Mulch With Style
To accessorize your container garden, banish the bark and add bling.
By Kate Karam
photography: Tom McWilliam
Cottage Living Magazine
Great pot? Check. Healthy, happy plant? Got it. What’s missing? An eco-chic layer of water-saving mulch to top-dress all that bare soil. Sure, you could toss on a few handfuls of shredded or chunky bark, but really, how 1980s is that? This season, cap off your pots and window boxes with a hardworking mulch that matches the mood of your plantings. Think of it as pearls on a little black dress.
With their carved shapes, myriad sizes, and soft, warm colors, seashells are a no-brainer for coastal landscapes but also bring a bit of the beach to even the most landlocked gardens.
Why it works
The right mulch can connect the plant to its container. Tumbled shells like this beach ivory marry the oversize clamshell to its dune grass planting, but any shells (found or bought) would do.
Best combos
Try breezy plants like Northern sea oats, lilyturf, Japanese blood grass, or feather grass.
Crushed glass
Shimmering chips of recycled glass—edges smoothed for safety— come in many sizes and a rainbow of colors.
Why it works
Mixing-and-matching the tones of your mulch to the hue of your container adds visual punch. We used Sunshine mix and Blue and Clear Crystal chips to complement our yellow pot.
Best combos
We like modern, clean-lined containers and plants like this red-leafed cordyline or bamboo, palms, or flax.
Pinecones
Pinecones in varying sizes and shapes have a put-there-by-nature look. They decompose quickly and require a second mulching later in the season.
Why it works
An old hollowed-out tree stump or a container that blends with nature, such as our pot made of cork, looks at home with this mulch.
Best combos
Match rustic and faux bois (imitation wood) containers with shade-loving plants, woodsy plants like toad lily and lady’s mantle, or ferns.

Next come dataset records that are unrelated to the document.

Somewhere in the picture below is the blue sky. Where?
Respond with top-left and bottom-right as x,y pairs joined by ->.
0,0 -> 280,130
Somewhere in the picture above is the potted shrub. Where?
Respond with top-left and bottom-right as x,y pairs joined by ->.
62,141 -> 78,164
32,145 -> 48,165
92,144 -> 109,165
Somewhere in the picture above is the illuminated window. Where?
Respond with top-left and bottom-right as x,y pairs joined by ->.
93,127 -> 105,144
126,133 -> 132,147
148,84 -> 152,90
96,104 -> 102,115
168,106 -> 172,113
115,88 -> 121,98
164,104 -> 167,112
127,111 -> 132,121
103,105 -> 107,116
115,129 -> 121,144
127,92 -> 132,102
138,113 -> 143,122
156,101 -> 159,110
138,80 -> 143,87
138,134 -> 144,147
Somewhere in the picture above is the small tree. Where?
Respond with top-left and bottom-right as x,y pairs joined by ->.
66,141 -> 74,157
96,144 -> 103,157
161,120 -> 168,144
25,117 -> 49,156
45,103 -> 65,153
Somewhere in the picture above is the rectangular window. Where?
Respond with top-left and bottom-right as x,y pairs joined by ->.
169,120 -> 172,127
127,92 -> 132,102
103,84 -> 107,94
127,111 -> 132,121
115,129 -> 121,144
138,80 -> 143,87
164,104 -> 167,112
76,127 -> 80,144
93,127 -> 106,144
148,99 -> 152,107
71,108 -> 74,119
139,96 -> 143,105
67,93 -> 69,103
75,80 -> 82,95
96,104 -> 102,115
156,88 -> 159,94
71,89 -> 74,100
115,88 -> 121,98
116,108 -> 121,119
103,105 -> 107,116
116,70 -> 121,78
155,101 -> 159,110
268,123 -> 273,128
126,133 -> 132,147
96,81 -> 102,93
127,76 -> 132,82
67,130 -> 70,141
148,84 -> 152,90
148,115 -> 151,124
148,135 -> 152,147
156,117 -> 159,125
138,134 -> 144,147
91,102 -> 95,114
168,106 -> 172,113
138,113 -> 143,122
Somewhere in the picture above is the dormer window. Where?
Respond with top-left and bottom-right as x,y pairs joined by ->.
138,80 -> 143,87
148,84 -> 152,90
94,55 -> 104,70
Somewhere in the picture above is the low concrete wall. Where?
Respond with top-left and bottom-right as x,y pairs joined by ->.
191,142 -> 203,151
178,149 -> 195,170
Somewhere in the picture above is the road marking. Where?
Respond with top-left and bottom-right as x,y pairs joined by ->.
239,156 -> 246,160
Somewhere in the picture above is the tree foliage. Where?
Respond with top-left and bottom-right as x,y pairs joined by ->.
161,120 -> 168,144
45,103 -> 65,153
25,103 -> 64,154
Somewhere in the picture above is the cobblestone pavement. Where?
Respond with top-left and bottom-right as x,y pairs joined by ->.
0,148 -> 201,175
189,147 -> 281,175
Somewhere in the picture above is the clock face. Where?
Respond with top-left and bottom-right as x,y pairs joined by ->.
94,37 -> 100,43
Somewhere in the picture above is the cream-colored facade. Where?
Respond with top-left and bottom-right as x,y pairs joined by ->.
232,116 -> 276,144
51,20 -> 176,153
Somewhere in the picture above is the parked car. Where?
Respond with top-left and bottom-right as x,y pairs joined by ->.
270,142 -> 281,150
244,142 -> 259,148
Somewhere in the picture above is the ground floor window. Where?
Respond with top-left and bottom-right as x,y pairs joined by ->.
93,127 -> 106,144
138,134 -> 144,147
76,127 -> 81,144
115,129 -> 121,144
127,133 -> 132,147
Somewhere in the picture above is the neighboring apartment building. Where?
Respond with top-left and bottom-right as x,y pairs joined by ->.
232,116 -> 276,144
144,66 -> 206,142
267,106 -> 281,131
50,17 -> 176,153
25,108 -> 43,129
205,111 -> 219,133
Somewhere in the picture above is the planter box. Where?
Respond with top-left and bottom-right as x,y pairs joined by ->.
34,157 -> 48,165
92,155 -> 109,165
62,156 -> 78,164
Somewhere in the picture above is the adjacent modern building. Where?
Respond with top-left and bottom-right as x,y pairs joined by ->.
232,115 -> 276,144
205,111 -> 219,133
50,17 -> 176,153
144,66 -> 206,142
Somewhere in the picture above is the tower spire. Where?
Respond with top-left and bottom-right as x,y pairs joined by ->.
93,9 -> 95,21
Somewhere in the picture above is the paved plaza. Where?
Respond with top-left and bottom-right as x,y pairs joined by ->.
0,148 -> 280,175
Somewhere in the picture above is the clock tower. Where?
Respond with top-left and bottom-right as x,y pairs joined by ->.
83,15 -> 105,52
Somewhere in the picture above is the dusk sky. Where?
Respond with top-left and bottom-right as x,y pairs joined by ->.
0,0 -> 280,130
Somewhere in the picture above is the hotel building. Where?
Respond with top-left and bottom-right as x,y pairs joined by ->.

**Two Blonds idea: You can also use the balls from a Sweetgum tree!! They are a great deterrent to kitties who like to play in your plants.
Glass marbles
These marbles, made from recycled glass, add a smooth touch to any planting.
Why it works
Matching the shade of the plant to the color of the mulch finishes the look. Cool, sleek, and modern, silver- and gray-leafed plants are sophisticated spiking above or spilling over watery aqua-toned marbles.
Best combos
Pair pale-colored containers with silvery blue-gray plants like the blue oat grass and Dichondra ‘Silver Falls’ shown here.
Succulents
In addition to the pretty factor, living mulches, such as succulents, keep the roots of other plants cool by providing tightly knit shade on the soil’s surface.
Why it works
Function meets style—both this copper beech tree and the hens and chicks underneath have pale green leaves kissed with red.
Best combos
Succulents love containers that hold the heat (like metal tubs). Other plants that like it on the dry side: rosemary, salvia, moss, and thyme.
2 comments:
Now those were some really innovative choices for mulch. Here in Northeast US we use regular hardwood dyed mulch which works pretty well.
For most of my adult life I've lived in country settings. We used the leaf mulch, pine cones and whatever else we could find to make flower pots and beds retain moisture. I had never even seen dyed bark mulch until I moved into the city!!!